*Micah Johnson, a former second baseman and outfielder for the White Sox, Dodgers, Braves and Rays, has indulged in his longtime passion and is now a professional artist of critically acclaimed and highly sought-after fine art paintings.
His latest work, which opened at Art Angels over the summer, was inspired by an overheard question posed by his nephew: “Mom, can astronauts be Black?”
Per MLB.com’s Michael Clair:
Many of his paintings feature real subjects wearing an astronaut’s helmet, while they paint or draw or learn the cello or simply play hopscotch. The helmet represents the dreams Black kids have and the opportunities that are hopefully open to them. He uses colors and images that children can relate to. He wants Black children to see themselves in a fine art world that is historically dominated by white artists and subjects.
“My whole mission is to inspire children,” Johnson told MLB.com. “But I try to have that looseness to it. And that’s just how I am. I work a lot with just my hands. Sometimes I don’t even have a paintbrush in my studio. I try to do these really bold lines and have that perfect blend of whitespace and also color. That’s how I’d define my style now.”

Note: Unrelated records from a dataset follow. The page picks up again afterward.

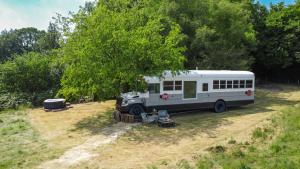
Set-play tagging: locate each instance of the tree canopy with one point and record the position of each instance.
(116, 44)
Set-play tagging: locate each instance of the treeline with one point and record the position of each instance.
(107, 46)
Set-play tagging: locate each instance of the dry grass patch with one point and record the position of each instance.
(71, 127)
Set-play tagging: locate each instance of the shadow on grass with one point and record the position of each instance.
(96, 124)
(192, 123)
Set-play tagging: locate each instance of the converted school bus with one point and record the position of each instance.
(191, 90)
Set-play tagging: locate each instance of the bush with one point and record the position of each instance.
(13, 100)
(29, 79)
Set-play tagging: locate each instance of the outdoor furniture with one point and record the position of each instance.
(149, 119)
(164, 119)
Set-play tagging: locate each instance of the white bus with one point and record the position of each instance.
(191, 90)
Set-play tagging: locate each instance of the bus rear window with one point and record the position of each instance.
(242, 83)
(216, 84)
(235, 84)
(229, 84)
(223, 84)
(249, 83)
(154, 88)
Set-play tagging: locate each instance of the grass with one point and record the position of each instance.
(264, 151)
(20, 144)
(30, 137)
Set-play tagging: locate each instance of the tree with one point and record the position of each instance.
(116, 44)
(51, 39)
(278, 40)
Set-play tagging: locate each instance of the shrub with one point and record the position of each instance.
(13, 100)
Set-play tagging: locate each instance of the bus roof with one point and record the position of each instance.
(202, 74)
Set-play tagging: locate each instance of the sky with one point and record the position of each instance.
(15, 14)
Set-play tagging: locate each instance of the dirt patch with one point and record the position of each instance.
(84, 152)
(149, 145)
(65, 129)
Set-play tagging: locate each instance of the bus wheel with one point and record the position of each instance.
(220, 106)
(117, 116)
(136, 110)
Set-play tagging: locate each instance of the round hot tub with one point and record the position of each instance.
(55, 104)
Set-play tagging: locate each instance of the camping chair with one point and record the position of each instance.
(164, 119)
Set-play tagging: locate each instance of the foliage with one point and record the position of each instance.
(278, 37)
(115, 45)
(19, 41)
(29, 78)
(13, 100)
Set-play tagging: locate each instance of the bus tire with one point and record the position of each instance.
(136, 110)
(220, 106)
(117, 116)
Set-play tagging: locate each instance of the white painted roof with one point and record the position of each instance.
(202, 74)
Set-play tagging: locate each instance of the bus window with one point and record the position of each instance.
(168, 85)
(205, 87)
(235, 84)
(249, 83)
(242, 83)
(222, 84)
(178, 85)
(154, 88)
(229, 84)
(216, 84)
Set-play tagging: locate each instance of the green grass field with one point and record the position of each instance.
(275, 145)
(20, 145)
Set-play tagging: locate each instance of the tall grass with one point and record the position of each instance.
(265, 151)
(20, 145)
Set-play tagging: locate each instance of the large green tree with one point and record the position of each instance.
(117, 43)
(278, 40)
(19, 41)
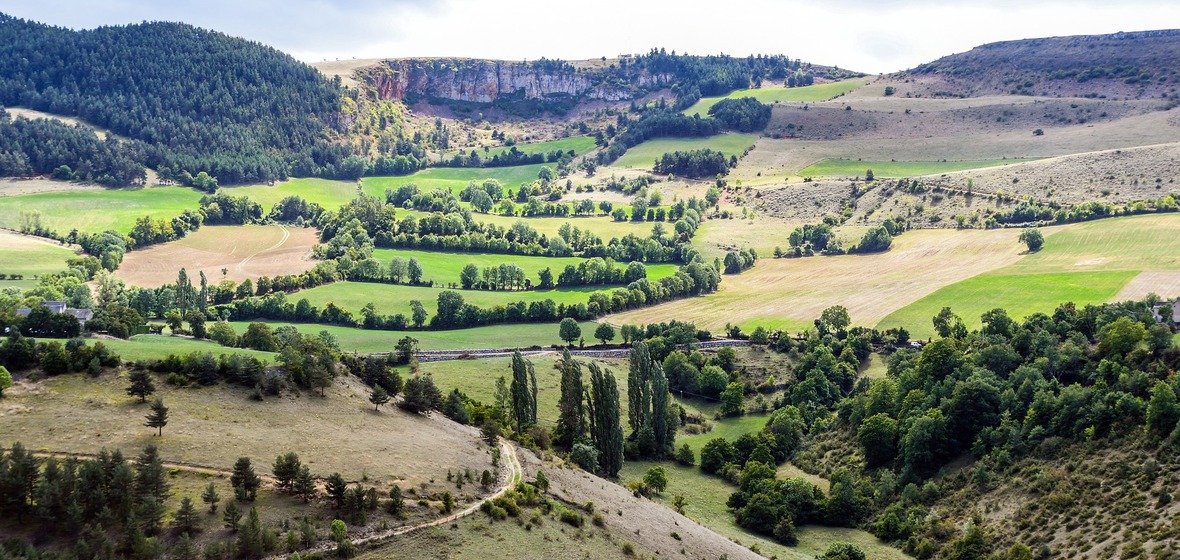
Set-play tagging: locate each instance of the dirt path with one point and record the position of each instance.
(287, 234)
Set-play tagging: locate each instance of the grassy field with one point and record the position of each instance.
(98, 210)
(155, 347)
(30, 256)
(818, 92)
(850, 167)
(216, 425)
(454, 178)
(644, 155)
(394, 298)
(382, 341)
(1021, 295)
(707, 495)
(445, 267)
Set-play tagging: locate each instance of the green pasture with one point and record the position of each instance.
(444, 268)
(1129, 243)
(30, 256)
(579, 144)
(851, 167)
(818, 92)
(706, 496)
(98, 210)
(644, 155)
(454, 178)
(354, 340)
(1021, 295)
(394, 298)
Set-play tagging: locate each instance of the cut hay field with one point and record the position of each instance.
(1093, 262)
(706, 503)
(30, 256)
(247, 251)
(394, 298)
(971, 271)
(850, 167)
(644, 155)
(98, 210)
(216, 425)
(818, 92)
(353, 340)
(791, 292)
(445, 267)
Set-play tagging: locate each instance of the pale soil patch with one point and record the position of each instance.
(214, 426)
(248, 251)
(638, 520)
(14, 186)
(792, 292)
(1164, 283)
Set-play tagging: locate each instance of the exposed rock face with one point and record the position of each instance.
(492, 80)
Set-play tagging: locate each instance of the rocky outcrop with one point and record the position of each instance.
(497, 80)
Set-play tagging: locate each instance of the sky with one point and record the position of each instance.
(866, 35)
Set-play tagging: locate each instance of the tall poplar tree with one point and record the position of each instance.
(570, 407)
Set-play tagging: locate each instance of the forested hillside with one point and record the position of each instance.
(195, 100)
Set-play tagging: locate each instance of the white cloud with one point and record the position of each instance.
(871, 35)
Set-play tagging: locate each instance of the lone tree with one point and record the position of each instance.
(141, 384)
(569, 330)
(604, 333)
(158, 416)
(1033, 238)
(379, 396)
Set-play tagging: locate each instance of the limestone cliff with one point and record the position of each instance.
(498, 80)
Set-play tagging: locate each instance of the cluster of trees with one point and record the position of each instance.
(694, 163)
(20, 353)
(47, 146)
(262, 118)
(738, 261)
(742, 114)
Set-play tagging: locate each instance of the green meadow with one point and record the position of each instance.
(818, 92)
(98, 210)
(444, 268)
(1021, 295)
(644, 155)
(394, 298)
(706, 496)
(827, 167)
(30, 256)
(353, 340)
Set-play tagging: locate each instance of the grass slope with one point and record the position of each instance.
(897, 169)
(98, 210)
(818, 92)
(446, 267)
(30, 256)
(382, 341)
(644, 155)
(707, 495)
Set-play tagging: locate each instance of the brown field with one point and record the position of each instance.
(791, 292)
(247, 251)
(214, 426)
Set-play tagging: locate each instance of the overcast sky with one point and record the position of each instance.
(869, 35)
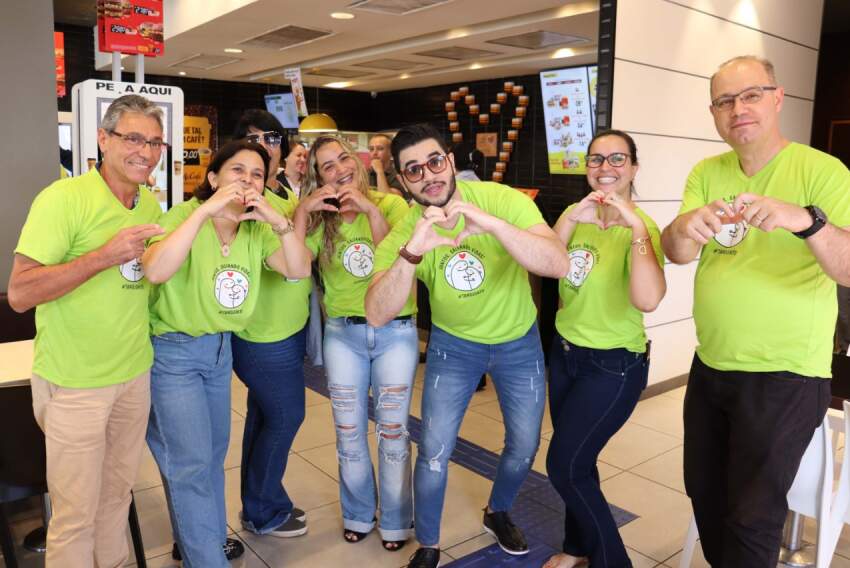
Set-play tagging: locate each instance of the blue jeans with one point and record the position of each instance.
(592, 392)
(452, 372)
(357, 357)
(274, 375)
(188, 434)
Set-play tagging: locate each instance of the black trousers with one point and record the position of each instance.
(745, 434)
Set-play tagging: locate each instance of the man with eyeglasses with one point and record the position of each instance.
(472, 244)
(764, 308)
(77, 263)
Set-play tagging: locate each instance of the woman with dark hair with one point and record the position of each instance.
(599, 362)
(207, 268)
(346, 221)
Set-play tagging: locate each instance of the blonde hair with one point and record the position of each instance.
(313, 182)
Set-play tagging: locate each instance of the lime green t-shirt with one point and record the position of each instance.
(596, 311)
(346, 279)
(761, 300)
(211, 293)
(97, 334)
(283, 305)
(478, 291)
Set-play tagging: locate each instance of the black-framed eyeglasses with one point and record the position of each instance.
(415, 172)
(749, 96)
(271, 138)
(136, 141)
(616, 160)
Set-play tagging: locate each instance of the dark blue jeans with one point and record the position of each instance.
(592, 392)
(274, 375)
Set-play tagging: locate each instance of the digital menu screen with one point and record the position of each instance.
(569, 110)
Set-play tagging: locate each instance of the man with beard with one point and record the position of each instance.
(484, 324)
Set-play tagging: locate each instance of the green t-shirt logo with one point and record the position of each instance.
(231, 288)
(464, 271)
(358, 260)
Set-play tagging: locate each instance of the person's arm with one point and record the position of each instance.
(537, 249)
(32, 283)
(389, 289)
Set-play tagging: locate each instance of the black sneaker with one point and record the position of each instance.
(508, 535)
(233, 549)
(425, 558)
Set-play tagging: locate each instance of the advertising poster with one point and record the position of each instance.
(130, 26)
(567, 111)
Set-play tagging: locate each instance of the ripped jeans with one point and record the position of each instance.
(452, 372)
(357, 357)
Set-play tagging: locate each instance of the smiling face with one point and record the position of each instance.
(746, 124)
(607, 178)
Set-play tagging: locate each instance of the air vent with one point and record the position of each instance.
(539, 40)
(205, 62)
(395, 7)
(390, 64)
(458, 53)
(287, 36)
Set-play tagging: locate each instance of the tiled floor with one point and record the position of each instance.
(640, 468)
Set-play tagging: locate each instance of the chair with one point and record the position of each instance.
(811, 494)
(23, 468)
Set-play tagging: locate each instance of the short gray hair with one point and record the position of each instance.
(765, 63)
(130, 103)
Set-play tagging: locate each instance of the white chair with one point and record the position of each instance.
(811, 492)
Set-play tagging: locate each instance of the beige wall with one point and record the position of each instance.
(29, 159)
(664, 55)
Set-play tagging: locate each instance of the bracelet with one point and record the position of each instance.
(641, 242)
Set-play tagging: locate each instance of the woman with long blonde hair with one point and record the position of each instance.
(345, 221)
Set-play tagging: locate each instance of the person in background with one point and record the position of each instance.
(208, 270)
(346, 222)
(598, 364)
(268, 357)
(77, 263)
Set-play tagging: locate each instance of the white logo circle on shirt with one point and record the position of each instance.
(732, 234)
(581, 263)
(464, 272)
(132, 270)
(231, 288)
(358, 259)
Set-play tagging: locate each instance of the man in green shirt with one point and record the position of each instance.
(764, 309)
(472, 244)
(77, 262)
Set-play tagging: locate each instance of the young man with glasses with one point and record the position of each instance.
(77, 262)
(472, 244)
(764, 309)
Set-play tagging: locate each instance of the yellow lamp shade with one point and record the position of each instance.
(317, 122)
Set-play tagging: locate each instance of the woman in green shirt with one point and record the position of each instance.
(346, 221)
(598, 362)
(208, 269)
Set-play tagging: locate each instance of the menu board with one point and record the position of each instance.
(130, 26)
(569, 110)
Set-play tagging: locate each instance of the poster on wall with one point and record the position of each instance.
(568, 115)
(130, 27)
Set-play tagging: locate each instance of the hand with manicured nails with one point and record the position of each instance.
(128, 244)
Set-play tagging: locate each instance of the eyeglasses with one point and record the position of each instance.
(136, 141)
(617, 160)
(415, 172)
(748, 96)
(271, 138)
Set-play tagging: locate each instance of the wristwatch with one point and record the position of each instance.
(818, 222)
(409, 256)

“If I try to really, really focus on the eyes, make the viewer feel this connection — and if they feel that connection — then maybe it will change their perspective on something,” Johnson said.

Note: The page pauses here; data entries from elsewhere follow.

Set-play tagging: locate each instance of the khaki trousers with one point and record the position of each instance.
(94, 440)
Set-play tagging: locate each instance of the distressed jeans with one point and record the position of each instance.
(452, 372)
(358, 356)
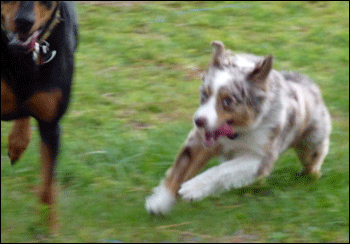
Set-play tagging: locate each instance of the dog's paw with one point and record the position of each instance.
(161, 201)
(195, 189)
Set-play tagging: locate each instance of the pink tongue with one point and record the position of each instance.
(31, 45)
(224, 130)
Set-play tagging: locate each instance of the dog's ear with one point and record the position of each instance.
(261, 71)
(219, 50)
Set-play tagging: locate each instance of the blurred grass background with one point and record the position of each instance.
(136, 87)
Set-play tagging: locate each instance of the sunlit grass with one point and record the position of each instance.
(135, 90)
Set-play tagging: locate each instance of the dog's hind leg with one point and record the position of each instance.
(189, 161)
(238, 172)
(19, 138)
(312, 156)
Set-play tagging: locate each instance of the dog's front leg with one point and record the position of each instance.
(189, 161)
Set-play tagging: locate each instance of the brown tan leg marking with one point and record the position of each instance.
(44, 105)
(189, 161)
(8, 99)
(19, 138)
(312, 156)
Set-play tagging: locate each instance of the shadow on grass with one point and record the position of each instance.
(282, 179)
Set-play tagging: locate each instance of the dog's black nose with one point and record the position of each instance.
(200, 122)
(24, 25)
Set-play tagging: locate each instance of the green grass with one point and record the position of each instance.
(135, 90)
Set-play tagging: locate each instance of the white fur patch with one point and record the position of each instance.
(161, 201)
(234, 173)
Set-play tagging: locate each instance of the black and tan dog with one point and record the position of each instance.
(38, 40)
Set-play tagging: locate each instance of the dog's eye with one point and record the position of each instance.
(204, 97)
(227, 102)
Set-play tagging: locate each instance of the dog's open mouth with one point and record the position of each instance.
(224, 130)
(24, 41)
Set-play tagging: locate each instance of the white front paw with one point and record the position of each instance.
(195, 189)
(161, 201)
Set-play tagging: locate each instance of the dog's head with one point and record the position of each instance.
(233, 93)
(23, 22)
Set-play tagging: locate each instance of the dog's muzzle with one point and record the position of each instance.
(21, 42)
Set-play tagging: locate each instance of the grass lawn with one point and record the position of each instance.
(136, 87)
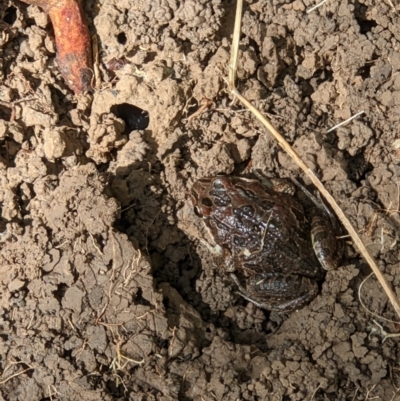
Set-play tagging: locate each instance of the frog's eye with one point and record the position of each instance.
(218, 185)
(207, 202)
(249, 193)
(197, 212)
(239, 241)
(247, 211)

“In the beginning, it was all inspired by my nephews because I just wanted to inspire them. And that’s how my approach is — I tried to focus on inspiring one person,” Johnson said. “So, a lot of my subjects are real subjects. And I think that’s a message for everybody else — just focus on impacting one person and you’ll really impact the world. So, for me, it’s my nephews, and they’re young, and maybe when they grow up, and they start looking at this, maybe they’ll feel inspired.”
The theme is present in his most recent work, “sä-v(ə-)rən-tē” (pronounced sovereignty), but the presentation is drastically different from anything Johnson has done before.

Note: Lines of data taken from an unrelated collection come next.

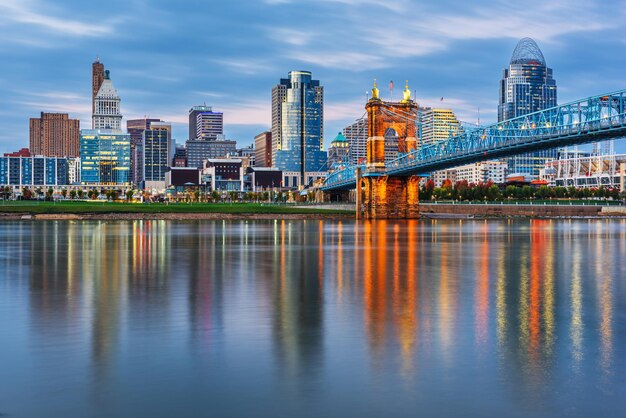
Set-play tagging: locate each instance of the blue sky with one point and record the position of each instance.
(166, 56)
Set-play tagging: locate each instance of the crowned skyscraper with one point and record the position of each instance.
(527, 86)
(107, 113)
(97, 77)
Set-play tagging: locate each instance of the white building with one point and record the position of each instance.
(437, 125)
(586, 171)
(482, 172)
(107, 113)
(356, 134)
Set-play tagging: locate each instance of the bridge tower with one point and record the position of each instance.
(388, 197)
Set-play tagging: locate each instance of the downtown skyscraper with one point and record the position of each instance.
(527, 86)
(107, 113)
(298, 126)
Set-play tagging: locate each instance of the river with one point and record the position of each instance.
(313, 318)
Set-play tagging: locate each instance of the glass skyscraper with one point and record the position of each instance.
(298, 143)
(104, 157)
(527, 86)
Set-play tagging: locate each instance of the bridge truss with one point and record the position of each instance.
(592, 119)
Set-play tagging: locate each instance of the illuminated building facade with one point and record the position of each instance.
(97, 77)
(527, 86)
(18, 172)
(263, 149)
(482, 172)
(437, 125)
(299, 143)
(107, 113)
(157, 150)
(199, 150)
(136, 128)
(205, 124)
(356, 134)
(55, 135)
(338, 152)
(104, 158)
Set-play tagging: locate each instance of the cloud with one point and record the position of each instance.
(247, 66)
(31, 13)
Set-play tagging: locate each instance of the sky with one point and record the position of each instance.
(166, 56)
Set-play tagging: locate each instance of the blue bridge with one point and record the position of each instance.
(591, 119)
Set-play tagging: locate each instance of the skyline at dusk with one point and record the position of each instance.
(167, 58)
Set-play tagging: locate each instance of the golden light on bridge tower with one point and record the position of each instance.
(389, 196)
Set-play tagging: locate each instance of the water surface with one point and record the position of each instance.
(313, 318)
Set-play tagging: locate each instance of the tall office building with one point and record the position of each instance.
(199, 150)
(107, 113)
(338, 152)
(205, 124)
(104, 157)
(157, 150)
(437, 125)
(356, 134)
(263, 149)
(299, 145)
(136, 128)
(97, 77)
(527, 86)
(55, 135)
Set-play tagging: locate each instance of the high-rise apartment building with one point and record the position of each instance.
(356, 134)
(136, 128)
(527, 86)
(55, 135)
(107, 113)
(298, 146)
(97, 77)
(157, 151)
(205, 124)
(263, 149)
(104, 157)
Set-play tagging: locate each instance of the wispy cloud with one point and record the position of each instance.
(30, 12)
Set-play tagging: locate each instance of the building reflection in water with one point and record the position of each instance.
(298, 313)
(419, 291)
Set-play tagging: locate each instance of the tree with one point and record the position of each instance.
(27, 194)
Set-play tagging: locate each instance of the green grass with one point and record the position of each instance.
(80, 207)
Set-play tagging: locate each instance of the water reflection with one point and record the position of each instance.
(528, 303)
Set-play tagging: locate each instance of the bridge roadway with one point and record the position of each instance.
(592, 119)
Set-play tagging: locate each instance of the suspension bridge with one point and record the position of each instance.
(391, 187)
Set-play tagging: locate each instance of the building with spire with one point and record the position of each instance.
(97, 77)
(527, 86)
(107, 113)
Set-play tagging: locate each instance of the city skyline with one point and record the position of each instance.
(583, 49)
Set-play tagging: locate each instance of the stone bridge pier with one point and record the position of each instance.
(384, 196)
(387, 197)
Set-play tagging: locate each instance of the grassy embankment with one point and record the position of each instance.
(84, 207)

This piece is a digital artwork available to view on Apple TV or on a billboard at 901 W. Olympic Blvd. in Los Angeles from Dec. 7 through Jan. 10. It features two young children (Jacque, 8, and Rayden, 7), who have experienced tragedy in their lives staring at a closed door in a field, with an astronaut standing on the other side.
Unlike a painting, viewers can watch “sä-v(ə-)rən-tē” change in real time. The light shifts from day to night and with each passing year, the door will swing open a little wider, giving Jacque and Rayden a wider glimpse at the astronaut who awaits them on the other side of the door. A QR code connected to a bitcoin wallet also appears on the children’s birthdays, allowing viewers to donate directly to them.